Marin Gantner
Staff Scientist
Lowy Medical Research Institute (LMRI) in La Jolla California
Seminar Information
The amino acid serine is central to mammalian cell metabolism. In addition to dietary sources of serine, homeostatic levels are maintained by de novo synthesis via the enzyme phosphoglycerate dehydrogenase (PHGDH). Altered serine metabolism has been linked to the retinal degenerative disease MacTel. MacTel patients have reduced serum serine and glycine levels. Furthermore, genetic analyses have identified a risk locus, as well as rare variants, in PHGDH. If and how reduced serine levels and/or PHGDH activity lead to retinal disease is poorly understood. Based on rare cases of MacTel with a co-morbidity for a peripheral neuropathy, HSAN1, we identified a convergence of the two diseases on the accumulation of downstream toxic lipids, deoxysphingolipids (deoxySL). In patients with HSAN1, elevated deoxySL levels are a consequence of mutations in the enzyme serine palmitoyltransferase (SPT), which leads to both the peripheral neuropathy and MacTel. Interestingly, we find that in the broader MacTel population, without HSAN1, increased deoxySL levels are driven by low serine levels. Working with human retinal organoids we find deoxySL are toxic to retinal cells and likely part of the disease etiology. Using various dietary and genetic mouse models we show that the retina relies on multiple serine sources and is highly sensitive to disruption of serine metabolism, resulting in increased deoxySLs and retinal dysfunction.

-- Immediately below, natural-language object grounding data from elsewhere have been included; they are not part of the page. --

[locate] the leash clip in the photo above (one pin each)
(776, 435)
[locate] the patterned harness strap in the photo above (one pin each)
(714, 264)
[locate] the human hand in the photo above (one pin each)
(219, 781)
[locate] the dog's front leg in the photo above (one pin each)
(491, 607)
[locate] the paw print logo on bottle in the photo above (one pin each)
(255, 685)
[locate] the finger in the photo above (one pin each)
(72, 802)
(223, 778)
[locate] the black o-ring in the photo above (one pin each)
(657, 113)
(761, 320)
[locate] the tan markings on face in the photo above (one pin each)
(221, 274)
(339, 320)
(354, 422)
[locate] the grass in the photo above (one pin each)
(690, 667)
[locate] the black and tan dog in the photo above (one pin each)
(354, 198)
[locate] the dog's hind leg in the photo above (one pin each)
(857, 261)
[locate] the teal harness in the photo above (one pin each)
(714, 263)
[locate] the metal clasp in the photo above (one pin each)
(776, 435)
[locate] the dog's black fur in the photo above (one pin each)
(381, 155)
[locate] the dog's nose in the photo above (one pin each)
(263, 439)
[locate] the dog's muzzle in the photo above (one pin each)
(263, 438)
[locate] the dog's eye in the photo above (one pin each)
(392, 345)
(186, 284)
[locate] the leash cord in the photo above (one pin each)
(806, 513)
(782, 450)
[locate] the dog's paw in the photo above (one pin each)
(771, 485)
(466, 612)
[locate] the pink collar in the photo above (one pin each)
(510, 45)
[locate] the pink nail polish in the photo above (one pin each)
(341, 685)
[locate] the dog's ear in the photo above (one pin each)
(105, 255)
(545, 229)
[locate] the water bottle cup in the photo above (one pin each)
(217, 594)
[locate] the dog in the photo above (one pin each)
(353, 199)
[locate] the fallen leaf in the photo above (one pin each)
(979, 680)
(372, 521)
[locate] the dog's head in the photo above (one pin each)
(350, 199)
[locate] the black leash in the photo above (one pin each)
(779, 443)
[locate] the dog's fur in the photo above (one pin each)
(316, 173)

Dr. Marin Gantner is a Staff Scientist at the Lowy Medical Research Institute (LMRI) in La Jolla California, an institute focused on studying the retinal degenerative disease, macular telangiectasia type 2 (MacTel). She received her Ph.D. from The Scripps Research Institute, working on understanding the signaling pathways and transcription responses that regulate energy metabolism. Dr. Gantner is applying her metabolic background and perspective to understanding the unique metabolic landscape of the retina. She currently heads LMRI’s metabolism research program, with a focus on metabolism in the retina. She works with an international network of clinical sites to coordinate the collection of patient samples to help drive disease-based discovery. Her research combines the use of these clinical samples, cellular and animal models to gain insight into the normal metabolic demands of the retina and understanding how these change with disease. Her current focus is investigating serine, glycine and sphingolipid metabolism in the retina as it relates to changes observed in MacTel patients. These findings are being translated back into the clinic, guiding pilot studies to improve the treatment of MacTel.